Abstract Type 2 diabetes is an important challenge given the worldwide epidemic and is the most important cause of end-stage renal disease in developed countries. It is known that patients with end-stage renal disease and advanced renal failure suffer from immunosenescence and premature T cell aging, but whether such changes develop in patients with less severe chronic kidney disease (CKD) is unclear. We investigated level of immunosenescence in 770 Patients with type 2 diabetes with different levels of renal function. Consistent with previous observations in the general population, both T and monocyte immunosenescence in diabetic patients positively correlate with age. Compared to patients with eGFR>60 ml/min, patients with more severe CKD showed a progressive decrease in total CD3+ T cells, but not in monocyte numbers.
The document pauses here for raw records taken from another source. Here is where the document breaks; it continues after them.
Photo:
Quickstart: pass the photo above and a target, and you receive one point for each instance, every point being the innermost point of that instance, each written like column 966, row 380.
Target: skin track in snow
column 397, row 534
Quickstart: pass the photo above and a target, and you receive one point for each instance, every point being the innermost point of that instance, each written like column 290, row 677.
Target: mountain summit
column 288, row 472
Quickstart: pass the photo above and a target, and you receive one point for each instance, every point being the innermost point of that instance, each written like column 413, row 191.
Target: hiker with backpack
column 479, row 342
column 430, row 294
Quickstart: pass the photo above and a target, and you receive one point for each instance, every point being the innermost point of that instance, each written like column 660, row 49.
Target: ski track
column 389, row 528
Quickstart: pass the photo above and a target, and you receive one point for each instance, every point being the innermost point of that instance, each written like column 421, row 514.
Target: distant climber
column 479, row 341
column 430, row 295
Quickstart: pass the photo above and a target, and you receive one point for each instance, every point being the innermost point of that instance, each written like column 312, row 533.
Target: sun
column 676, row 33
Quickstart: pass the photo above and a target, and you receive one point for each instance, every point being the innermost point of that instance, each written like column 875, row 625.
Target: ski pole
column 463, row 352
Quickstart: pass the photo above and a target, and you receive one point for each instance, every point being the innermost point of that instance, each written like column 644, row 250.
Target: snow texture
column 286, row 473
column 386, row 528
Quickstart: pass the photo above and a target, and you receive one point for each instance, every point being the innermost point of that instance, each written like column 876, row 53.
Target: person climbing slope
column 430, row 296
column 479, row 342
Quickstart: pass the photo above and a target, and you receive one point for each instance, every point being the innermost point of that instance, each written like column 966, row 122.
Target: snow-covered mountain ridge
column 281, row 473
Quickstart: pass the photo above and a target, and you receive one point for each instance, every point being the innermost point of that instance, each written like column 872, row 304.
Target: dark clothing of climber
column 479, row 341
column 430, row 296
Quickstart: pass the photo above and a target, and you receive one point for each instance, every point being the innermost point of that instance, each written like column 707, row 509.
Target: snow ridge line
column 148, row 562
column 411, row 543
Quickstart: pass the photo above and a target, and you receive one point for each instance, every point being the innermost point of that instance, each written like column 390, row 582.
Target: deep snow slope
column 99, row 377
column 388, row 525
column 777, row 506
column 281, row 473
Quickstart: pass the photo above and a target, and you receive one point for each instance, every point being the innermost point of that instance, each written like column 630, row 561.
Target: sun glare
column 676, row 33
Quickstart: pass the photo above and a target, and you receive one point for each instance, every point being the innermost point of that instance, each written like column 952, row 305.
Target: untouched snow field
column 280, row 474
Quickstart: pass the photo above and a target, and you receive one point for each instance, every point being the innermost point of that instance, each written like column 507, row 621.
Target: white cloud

Immunosenescence, as defined by multiple phenotypic markers, was significantly upregulated in both CKD stage 3 and stage 4/5 patients, especially of CD8+ T cells. In age and sex-adjusted regression models, stage 3 CKD patients exhibited significantly elevated percentages of CD28−, CD127−, and CD57+ cells among CD8+ T cells when compared to patients with eGFR>60 ml/min. In contrast, no change was detected in monocyte subpopulations as renal function declined. Our study indicates that therapeutic approaches to prevent the emergence of immunosenescence in renal failure patients should be implanted before stage 3 CKD.